Esse talvez seja um dos pontos mais
interessantes do filme: os pais querem controlar os comportamentos dos jovens
para que eles vivam e adotem seu modo de vida, todavia, ao mesmo tempo, eles
pouco fazem por seus filhos. Todos não dão a mínima para as crianças, exceto na
hora de dizer o que eles não podem fazer – há vários exemplos disso no filme: o
padrasto que briga com a afilhada, mas deseja transar com ela, o pai que quer
controlar o comportamento do filho mas sequer tem interesse nele e assim por
diante. Nem um futuro de sucesso, nem um presente interessante os pais podem
garantir ao filho: os meninos trabalharão em subempregos, as meninas serão
ignorantes e fecundas, e suas crianças serão bolas de metal algemadas aos pés
dos dois, impedindo-os de crescer. Trocando em miúdos (sempre quis usar essa
expressão), esses pais querem apenas defender o modo como viveram a própria
vida e se sentir felizes e reconhecidos sendo quem são. O medo das mudanças de
comportamento podem fazer com que seus filhos descubram novas formas de vida,
aliás, com que os próprios pais descubram novas formas de vida e com que se
sintam ridículos ao perceberem que viveram de maneira banal.

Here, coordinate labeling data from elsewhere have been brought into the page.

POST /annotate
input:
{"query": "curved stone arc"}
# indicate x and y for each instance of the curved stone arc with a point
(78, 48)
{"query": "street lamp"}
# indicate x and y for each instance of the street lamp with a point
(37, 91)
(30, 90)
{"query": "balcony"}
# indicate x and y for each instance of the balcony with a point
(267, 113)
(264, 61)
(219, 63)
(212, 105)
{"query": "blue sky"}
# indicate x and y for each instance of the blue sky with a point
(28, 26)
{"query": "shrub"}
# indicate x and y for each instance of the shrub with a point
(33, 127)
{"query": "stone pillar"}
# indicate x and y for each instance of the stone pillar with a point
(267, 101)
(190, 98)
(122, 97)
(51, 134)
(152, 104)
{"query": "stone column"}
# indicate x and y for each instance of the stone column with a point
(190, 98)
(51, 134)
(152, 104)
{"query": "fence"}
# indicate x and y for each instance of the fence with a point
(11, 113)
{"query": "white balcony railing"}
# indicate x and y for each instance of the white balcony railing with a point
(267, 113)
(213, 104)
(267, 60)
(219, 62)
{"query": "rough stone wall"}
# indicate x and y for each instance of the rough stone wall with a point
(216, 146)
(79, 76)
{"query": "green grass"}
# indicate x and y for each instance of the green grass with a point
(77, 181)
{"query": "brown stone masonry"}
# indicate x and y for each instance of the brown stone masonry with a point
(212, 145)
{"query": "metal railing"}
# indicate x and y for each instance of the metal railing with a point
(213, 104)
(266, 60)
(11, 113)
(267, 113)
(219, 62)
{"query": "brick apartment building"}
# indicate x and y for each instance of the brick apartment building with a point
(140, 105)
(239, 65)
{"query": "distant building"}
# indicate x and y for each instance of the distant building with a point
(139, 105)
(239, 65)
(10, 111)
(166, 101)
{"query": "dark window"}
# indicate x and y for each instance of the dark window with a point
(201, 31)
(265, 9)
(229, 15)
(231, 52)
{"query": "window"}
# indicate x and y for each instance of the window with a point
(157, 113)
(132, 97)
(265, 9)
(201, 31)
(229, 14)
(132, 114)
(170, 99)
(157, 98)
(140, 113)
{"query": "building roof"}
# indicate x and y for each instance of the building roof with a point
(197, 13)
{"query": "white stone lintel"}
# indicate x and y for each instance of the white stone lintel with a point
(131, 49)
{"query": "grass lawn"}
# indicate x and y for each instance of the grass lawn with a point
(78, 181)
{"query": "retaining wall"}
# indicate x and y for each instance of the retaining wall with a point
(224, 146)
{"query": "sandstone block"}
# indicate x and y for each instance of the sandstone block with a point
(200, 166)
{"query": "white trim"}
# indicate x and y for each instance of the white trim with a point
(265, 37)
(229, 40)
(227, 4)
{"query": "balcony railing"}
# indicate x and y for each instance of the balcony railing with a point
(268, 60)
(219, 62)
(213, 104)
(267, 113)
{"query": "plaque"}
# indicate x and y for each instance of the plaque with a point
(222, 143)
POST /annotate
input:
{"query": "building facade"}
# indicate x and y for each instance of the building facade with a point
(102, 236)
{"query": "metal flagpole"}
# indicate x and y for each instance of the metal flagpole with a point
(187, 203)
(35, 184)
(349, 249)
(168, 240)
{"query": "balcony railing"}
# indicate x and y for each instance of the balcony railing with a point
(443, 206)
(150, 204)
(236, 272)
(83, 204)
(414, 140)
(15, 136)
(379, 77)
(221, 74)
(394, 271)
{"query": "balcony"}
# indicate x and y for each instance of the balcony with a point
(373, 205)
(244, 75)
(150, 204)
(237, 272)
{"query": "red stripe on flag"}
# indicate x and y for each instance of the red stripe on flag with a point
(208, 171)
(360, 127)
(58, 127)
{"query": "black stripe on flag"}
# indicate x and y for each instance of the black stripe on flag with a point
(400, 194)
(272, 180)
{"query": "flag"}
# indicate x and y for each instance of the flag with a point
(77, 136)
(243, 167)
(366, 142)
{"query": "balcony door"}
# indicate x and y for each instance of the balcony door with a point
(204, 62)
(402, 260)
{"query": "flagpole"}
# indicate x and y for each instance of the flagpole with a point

Logo, eles sentem que é melhor
desligar o rádio, mudar a TV para um canal que mantenha seu nível geral de
estupidez, queimar os hereges na fogueira e torcer para que a vida continue
pobre e os filhos sejam igualmente limitados. Ou a vida pode acabar acontecendo
diante deles.
O rock
no mainstream
“Eu tava só, sozinho!
Mais
solitário que um paulistano
Que um
vilão de filme mexicano
Tava
mais bobo que banda de rock”
(Telegrama,
Zeca Baleiro)
O rock é subversão, contracultura,
uma trincheira de combate aos valores tradicionais da religião e da família
tradicional americana, certo? No mínimo, é assim que ele parece no princípio do
filme e no princípio de sua própria história como gênero musical. O rock veio
para sacudir nossos valores e subverter nosso senso estético, tal como diversos
outros movimentos culturais de bom gosto.
Por conta disso, logo depois que vão
ao primeiro show da Black Roses, os jovens de Mill Basin passam a apresentar
comportamentos inéditos, como fazer sexo adoidado, cometer atos de vandalismo,
se transformar em demônios e assassinar os próprios pais. Os jovens estão se
transformando e novidades de todo o tipo a respeito deles chocam aqueles que
estão prestando atenção na juventude.
Mas essa transformação é curiosa,
pois para exatamente aí.
A vinda da banda gera uma mudança
significativa na cidade, no entanto, logo depois dela os jovens deixam de mudar
e passam a repetir em bando os mesmos comportamentos: todos vestem preto, todos
obedecem à banda, se tornam luxuriosos, violentos, etc. Ao fim de tudo, eles se
tornaram tão quadrados quanto seus próprios pais, mas em vez de se ajoelharem
diante de uma cruz, ou de desligarem o cérebro em frente a TV, fazem isso em
frente a um bando de cabeludos vestidos em couro. Tão quadrado quanto.
Se o rock era, a princípio, a
contracultura que subverteu Mill Basin, logo depois de ser assimilado ele se
tornou apenas mais um elemento da cultura local. Todos poderiam vestir preto e
bater em velhinhas dali por diante, sendo isso o que se espera dos jovens. E
todos eles passam a fazer isso e a rebeldia se torna um padrão.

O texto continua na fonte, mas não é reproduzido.